Jardim das Torturas

Transcrição

Jardim das Torturas
Virginia de Medeiros
Jardim das Torturas | Obra em Processo
2012/2013
Jurandy Valença
David Schumaker
Mirs Monstrengo
Diego Ciarlariello
Jaime Celiberto
Mirelle Santos
Martha Abdalla
Trilha sonora Rovilson Pascal.
Sonoplastia Sandra Miyazawa
Designer Henrique Lukas
Jardim das Torturas
“São máquinas celibatárias que pedem alguém que as complete”
Gilles Deleuze
Curadoria e texto
Direção de arte e iluminação
Graffit
Fotografia
Direção de Fotografia
Figurino
Essa exposição é quase como a confissão de um segredo íntimo, quase. Porque pela sua condição o segredo não se pode revelar. Mas aqui, o segredo não “é
um saber que se esconde do outro, um saber que se oculta e dissimula. Virginia de Medeiros nos permite em
“Jardim das Torturas” um acesso muito particular ao
universo sadomasoquista, e aborda um aspecto misterioso e intrigante da diversidade humana que é o prazer sensual que se pode extrair do sofrimento. Um universo que tem seus códigos de conduta e vocabulário
próprios, onde obediência, submissão, dominação,
humilhação, escravo e coleira são palavras que se esvaziam do sentido comum e ganham outros significados. E as categorias se dividem em diferentes práticas
BDSM (Bondage, Disciplina, Dominação, Submissão,
Sadismo e Masoquismo), sigla que nasceu nos anos
90 e abrange diferentes grupos de praticantes numa
relação de dominação e submissão física ou psíquica
entre Dominador ou Dominatrix e Escravo ou Escrava.

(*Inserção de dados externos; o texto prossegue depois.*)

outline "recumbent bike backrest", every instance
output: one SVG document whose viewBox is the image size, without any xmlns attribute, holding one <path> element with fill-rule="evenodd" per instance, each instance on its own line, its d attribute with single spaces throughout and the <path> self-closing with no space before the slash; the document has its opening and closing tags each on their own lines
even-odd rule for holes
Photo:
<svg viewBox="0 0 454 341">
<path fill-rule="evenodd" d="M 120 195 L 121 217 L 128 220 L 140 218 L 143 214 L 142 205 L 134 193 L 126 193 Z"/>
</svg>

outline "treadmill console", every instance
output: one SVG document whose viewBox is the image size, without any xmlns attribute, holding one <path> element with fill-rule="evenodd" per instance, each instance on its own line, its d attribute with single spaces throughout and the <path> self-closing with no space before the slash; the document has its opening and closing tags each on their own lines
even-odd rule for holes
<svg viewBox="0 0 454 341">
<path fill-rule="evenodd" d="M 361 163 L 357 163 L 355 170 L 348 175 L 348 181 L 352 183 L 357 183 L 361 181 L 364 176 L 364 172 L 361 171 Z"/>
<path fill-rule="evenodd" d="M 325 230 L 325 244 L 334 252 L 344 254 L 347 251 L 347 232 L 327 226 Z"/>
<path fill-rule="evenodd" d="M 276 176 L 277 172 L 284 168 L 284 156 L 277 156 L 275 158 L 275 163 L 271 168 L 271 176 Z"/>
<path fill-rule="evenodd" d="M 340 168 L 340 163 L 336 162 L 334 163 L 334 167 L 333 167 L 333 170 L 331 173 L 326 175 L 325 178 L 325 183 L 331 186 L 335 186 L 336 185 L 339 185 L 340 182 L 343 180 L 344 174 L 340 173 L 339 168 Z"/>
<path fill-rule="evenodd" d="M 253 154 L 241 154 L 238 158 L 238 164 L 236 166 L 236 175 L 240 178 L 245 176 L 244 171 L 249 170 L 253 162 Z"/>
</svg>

“Jardim das Torturas” é uma exposição em processo,
um recorte do universo sadomasoquista que nasceu do
encontro, do convívio, da confiança e da cumplicidade
da artista com o Dominador Dom Jaime, conhecido
também por Mestre Yago, filósofo sadomasoquista,
e com suas duas Escravas, Madelina e M. Ele e suas
escravas vivem sob o mesmo teto há seis anos numa
relação 24/7 SSC [dominação psicológica e sexual vinte
e quatro horas por dia, sete dias por semana; com base
na liturgia BDSM: ser São, ser Segura e ser Consensual]. A artista chegou até Dom Jaime por intermédio do
Blog “SM sem Mistério”, um instrumento informativo
que conduz o público interessado pelos caminhos do
BDSM mostrando-lhes novas teorias e práticas. No seu
blog, o Mestre Yago afirma que a “dor por dor, não causa
prazer. É um contexto inteiro que vai dar significado a
Dor. Existe um estado de dor no orgasmo em qualquer
relação sexual. Reconhecer esse estado prazeroso natural é entender que a natural expansão e intensificação
da dor é uma matemática ligada a física quântica”. A
partir dessa experiência e de sua pesquisa é que Virginia construiu o corpo do projeto que foi contemplado no
Edital Bolsa Funarte de Estímulo à Produção em Artes
Visuais 2012, e agora tem sua primeira parte apresentada no Ateliê Aberto, em Campinas, São Paulo. O projeto foi desenvolvido durante a residência de Virginia no
Instituto Hilda Hilst, tambem localizado em Campinas.
O foco central da artista neste processo partiu da
seguinte questão: Como adentrar neste universo
rompendo os estigmas que resumem esta prática à
mente sádica e doente, masoquista e auto destrutiva,
portadores de uma parafilia, etc? A resposta, Virginia de
Medeiros encontrou nos diários íntimos das Escravas.
Depois das sessões sadomasoquistas, obedecendo ao
seu Dono, as Escravas escrevem um diário pessoal descrendo em detalhes tudo que vivenciaram. Um espaço
de subjetivação do seu estado enquanto indivíduo. Virginia defende que o processo de subjetivação “é sempre
ético, por oposição a moral. A moral julga baseada em
um conjunto de regras coercitivas. As regras da ética
são facultativas e avalia o que fazemos e o que dizemos
em função do modo de existência que isto implica”.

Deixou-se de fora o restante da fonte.